Sprawled on the pavement, Avishai Milner saw the boy run off with his shoulder bag and couldn’t believe it. “Thief! Crook! Thief!!!” He managed to see him dash towards the southern part of the city before he was swallowed up in the throng of passers-by. He stood up and tried to run after him, but the boy had completely disappeared. He cried “Thief!” one more time, then stopped. Someone might hear. A crowd of people might gather. And in Avishai Milner’s situation, there was nothing more dangerous than a crowd of people.
Only after long minutes of running southward, when he was completely convinced there was no one else around, did Lavi halt his flight and hail a taxi. The driver asked where to, and as he gave him the address Lavi checked on his mobile whether there had been any news reports of a robbery in broad daylight. Of course there hadn’t been. The news doesn’t report on bag-snatching unless an old lady is injured or a gun has been pulled. He jumped out of the taxi, left the change for the driver and burst into the alley at a run. Nofar was still there, sitting on the steps, her head buried in her hands. He restrained the urge to kiss her and settled for handing her the bag in a gesture of victory. “Here. I brought you this.” She raised her head and looked from Lavi to the bag, from the bag to Lavi. And once again, the boy discovered that there was nothing in the world as deeply blue as her eyes.

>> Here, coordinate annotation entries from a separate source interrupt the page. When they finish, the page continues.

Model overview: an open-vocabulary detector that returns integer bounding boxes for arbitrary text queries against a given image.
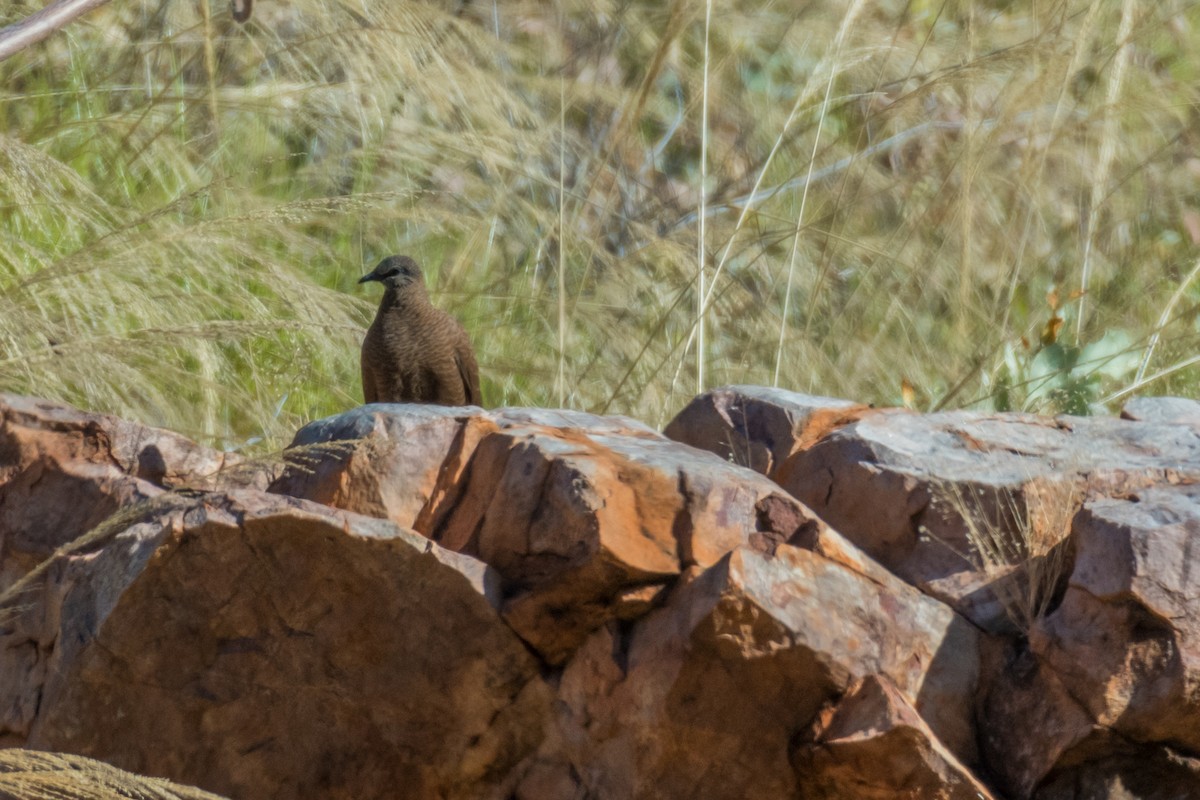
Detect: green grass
[0,0,1200,449]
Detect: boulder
[1121,397,1200,427]
[773,411,1200,632]
[559,542,978,799]
[979,485,1200,798]
[271,405,820,664]
[0,489,551,798]
[0,395,240,591]
[1030,486,1200,752]
[664,386,870,475]
[1033,736,1200,800]
[792,675,992,800]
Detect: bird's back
[362,286,480,405]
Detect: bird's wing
[360,353,379,403]
[454,342,484,405]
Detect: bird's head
[359,255,425,289]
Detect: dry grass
[0,0,1200,450]
[0,750,221,800]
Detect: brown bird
[359,255,480,405]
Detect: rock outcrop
[0,386,1200,800]
[0,395,239,590]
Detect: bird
[359,255,481,405]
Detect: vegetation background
[0,0,1200,449]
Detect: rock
[0,491,550,798]
[0,395,239,591]
[1034,742,1200,800]
[1121,397,1200,427]
[0,748,229,800]
[664,386,870,475]
[270,403,476,528]
[979,485,1200,798]
[977,637,1096,800]
[272,405,820,664]
[792,675,992,800]
[774,411,1200,632]
[559,542,978,799]
[1030,486,1200,752]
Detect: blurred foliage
[0,0,1200,447]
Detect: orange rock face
[0,386,1200,800]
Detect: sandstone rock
[1030,486,1200,752]
[272,405,820,664]
[1034,742,1200,800]
[559,542,978,799]
[1121,397,1200,427]
[977,637,1096,800]
[774,411,1200,631]
[664,386,870,475]
[0,491,550,798]
[0,395,238,590]
[792,675,992,800]
[979,486,1200,799]
[0,750,229,800]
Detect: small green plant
[931,477,1082,633]
[990,291,1141,416]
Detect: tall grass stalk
[684,0,715,393]
[1075,0,1138,342]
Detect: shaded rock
[979,486,1200,798]
[0,491,550,798]
[774,411,1200,631]
[978,637,1096,799]
[792,675,992,800]
[1121,397,1200,427]
[272,405,820,664]
[664,386,870,475]
[0,750,229,800]
[0,395,239,590]
[1030,486,1200,752]
[1033,742,1200,800]
[270,403,475,528]
[559,542,978,799]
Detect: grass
[926,476,1084,634]
[0,0,1200,451]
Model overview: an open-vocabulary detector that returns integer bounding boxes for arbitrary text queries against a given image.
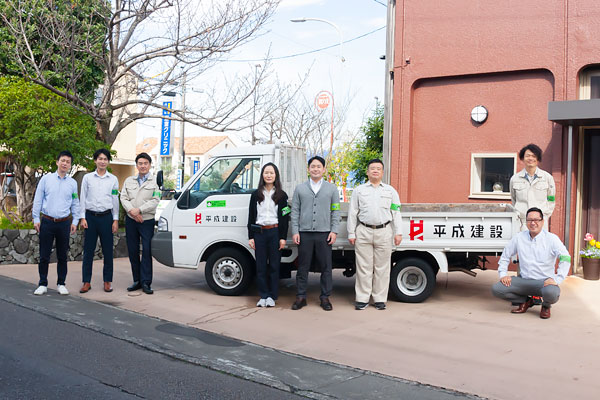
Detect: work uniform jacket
[121,174,160,221]
[510,168,556,224]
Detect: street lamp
[290,18,346,62]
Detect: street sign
[315,91,331,111]
[160,101,173,156]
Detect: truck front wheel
[204,248,253,296]
[390,257,435,303]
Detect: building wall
[391,0,600,241]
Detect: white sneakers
[33,285,69,296]
[56,285,69,296]
[33,285,48,296]
[256,297,275,307]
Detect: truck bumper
[151,232,174,267]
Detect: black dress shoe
[142,283,154,294]
[292,297,306,310]
[321,298,333,311]
[127,282,142,292]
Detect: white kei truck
[152,144,520,303]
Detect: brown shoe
[292,297,306,310]
[79,282,92,293]
[540,306,550,319]
[510,297,533,314]
[321,297,333,311]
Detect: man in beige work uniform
[347,159,402,310]
[121,153,160,294]
[510,144,556,231]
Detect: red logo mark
[409,219,423,241]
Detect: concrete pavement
[0,259,600,399]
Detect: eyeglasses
[525,218,542,223]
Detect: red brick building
[385,0,600,272]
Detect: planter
[581,258,600,281]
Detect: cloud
[279,0,324,8]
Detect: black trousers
[254,228,281,300]
[81,211,113,283]
[38,218,71,286]
[296,232,333,299]
[125,217,154,285]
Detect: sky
[138,0,387,144]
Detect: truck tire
[390,257,435,303]
[204,247,254,296]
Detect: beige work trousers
[354,224,394,303]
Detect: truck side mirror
[156,170,164,190]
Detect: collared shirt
[80,170,119,221]
[137,172,150,186]
[310,178,323,194]
[347,182,402,239]
[510,168,556,222]
[498,230,571,284]
[256,188,279,226]
[32,172,80,225]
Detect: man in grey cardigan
[291,156,340,311]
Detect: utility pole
[252,64,261,146]
[179,71,187,189]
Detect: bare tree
[0,0,279,144]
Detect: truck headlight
[157,217,169,232]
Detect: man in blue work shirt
[79,149,119,293]
[32,151,79,295]
[492,207,571,319]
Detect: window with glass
[178,157,260,208]
[469,153,517,199]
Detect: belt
[358,221,391,229]
[260,224,279,229]
[41,214,72,222]
[85,210,112,217]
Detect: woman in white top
[248,163,291,307]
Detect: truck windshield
[183,158,260,208]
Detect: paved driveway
[0,259,600,399]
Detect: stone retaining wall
[0,229,127,264]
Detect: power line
[224,26,385,62]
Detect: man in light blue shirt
[32,151,79,295]
[79,149,119,293]
[492,207,571,319]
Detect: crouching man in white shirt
[492,207,571,319]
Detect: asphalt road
[0,300,301,400]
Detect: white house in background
[135,136,236,176]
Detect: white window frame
[469,153,518,201]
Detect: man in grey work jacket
[291,156,340,311]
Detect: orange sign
[315,92,331,110]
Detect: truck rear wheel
[390,257,435,303]
[204,247,253,296]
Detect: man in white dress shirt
[347,159,402,310]
[492,207,571,319]
[79,149,119,293]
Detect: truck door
[173,156,261,268]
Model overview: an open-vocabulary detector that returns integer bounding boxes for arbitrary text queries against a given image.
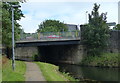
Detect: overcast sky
[19,0,118,33]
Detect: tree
[2,2,24,48]
[82,3,109,56]
[113,24,120,30]
[37,20,68,32]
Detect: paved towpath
[25,62,46,81]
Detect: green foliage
[82,4,109,56]
[37,20,68,32]
[81,53,120,67]
[2,2,24,47]
[2,60,26,80]
[113,24,120,30]
[36,62,76,81]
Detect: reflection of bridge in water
[16,31,80,47]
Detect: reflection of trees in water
[81,67,118,81]
[59,64,120,81]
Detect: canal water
[57,64,120,82]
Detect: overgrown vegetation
[36,62,77,81]
[81,53,120,67]
[113,24,120,30]
[2,2,24,47]
[82,3,109,56]
[2,57,26,83]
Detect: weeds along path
[25,62,46,81]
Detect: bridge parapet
[18,31,80,41]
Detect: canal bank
[57,64,120,83]
[80,53,120,68]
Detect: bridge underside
[16,39,80,47]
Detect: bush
[81,53,120,67]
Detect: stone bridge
[15,30,120,64]
[15,31,85,64]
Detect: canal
[57,64,120,82]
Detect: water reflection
[59,64,120,81]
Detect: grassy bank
[36,62,77,81]
[80,53,120,67]
[2,57,26,81]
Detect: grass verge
[81,53,120,67]
[2,57,26,81]
[36,62,77,81]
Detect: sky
[19,0,118,33]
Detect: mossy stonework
[15,30,120,65]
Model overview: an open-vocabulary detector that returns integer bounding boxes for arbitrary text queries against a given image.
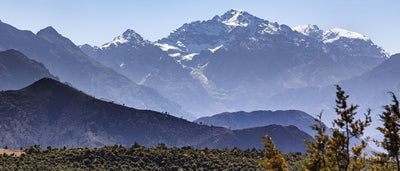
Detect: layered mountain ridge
[0,78,311,152]
[0,19,190,118]
[81,10,389,116]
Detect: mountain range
[0,78,311,152]
[193,110,316,135]
[0,21,190,117]
[80,10,390,119]
[0,50,58,90]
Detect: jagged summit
[293,24,323,36]
[213,9,265,27]
[99,29,149,48]
[293,24,370,43]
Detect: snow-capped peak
[213,9,261,27]
[99,29,146,48]
[293,24,322,36]
[323,28,370,43]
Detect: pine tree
[377,92,400,171]
[305,112,330,171]
[329,85,371,170]
[260,135,288,171]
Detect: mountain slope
[0,19,186,116]
[204,125,312,153]
[80,29,211,116]
[194,110,315,135]
[0,78,309,151]
[81,10,388,116]
[0,49,58,90]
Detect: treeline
[260,85,400,171]
[0,143,305,170]
[0,86,400,171]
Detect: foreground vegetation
[0,143,304,170]
[0,86,400,171]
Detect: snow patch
[181,53,199,61]
[168,53,181,57]
[99,35,128,49]
[293,24,320,36]
[155,43,180,52]
[222,10,249,27]
[323,28,370,43]
[190,62,209,87]
[208,45,224,53]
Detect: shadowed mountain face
[81,10,389,116]
[194,110,315,135]
[198,125,312,153]
[0,78,311,152]
[0,22,190,117]
[0,50,58,90]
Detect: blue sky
[0,0,400,53]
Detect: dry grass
[0,149,25,156]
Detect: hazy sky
[0,0,400,53]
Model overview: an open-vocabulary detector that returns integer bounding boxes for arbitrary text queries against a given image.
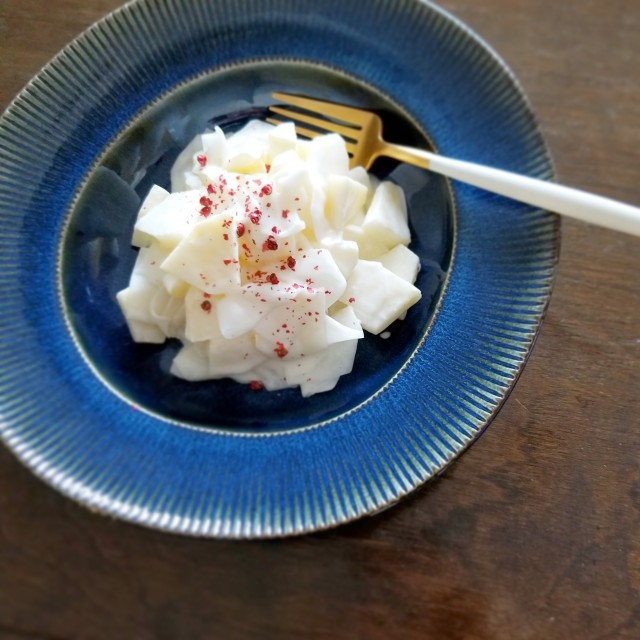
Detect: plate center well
[62,60,454,431]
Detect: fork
[267,92,640,236]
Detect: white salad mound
[117,121,420,397]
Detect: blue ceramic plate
[0,0,559,538]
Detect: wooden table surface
[0,0,640,640]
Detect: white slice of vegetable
[278,249,347,307]
[342,224,389,260]
[132,242,169,285]
[380,244,420,284]
[329,306,364,342]
[127,319,166,344]
[160,213,240,294]
[362,180,411,249]
[324,175,368,229]
[255,290,328,359]
[170,342,210,382]
[284,339,358,398]
[131,184,169,247]
[162,272,189,299]
[306,133,349,177]
[217,286,273,340]
[341,260,422,334]
[209,334,265,378]
[320,238,360,278]
[239,358,294,391]
[149,287,185,338]
[184,287,222,342]
[116,273,158,325]
[226,120,274,173]
[135,189,203,249]
[265,122,298,163]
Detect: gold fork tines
[269,93,640,236]
[267,93,382,168]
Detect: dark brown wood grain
[0,0,640,640]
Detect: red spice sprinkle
[273,342,289,358]
[262,236,278,251]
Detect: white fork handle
[404,147,640,236]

To hide the way he trembled at her closeness, Lavi quickly turned the bag over and emptied out its contents. A wallet. Three passport pictures. Two pens. A granola bar. A mobile phone. He checked the last recording: Avishai Milner singing a new tune he had written. The previous recordings were similar: melodies, lyrics. Lavi foraged around in the bag looking for another phone, urging his fingers to find secret compartments, hidden zippers. To no avail.
“Maybe he moved it to his trouser pocket,” he said in a worried voice. Because what other explanation could there be for the missing recording?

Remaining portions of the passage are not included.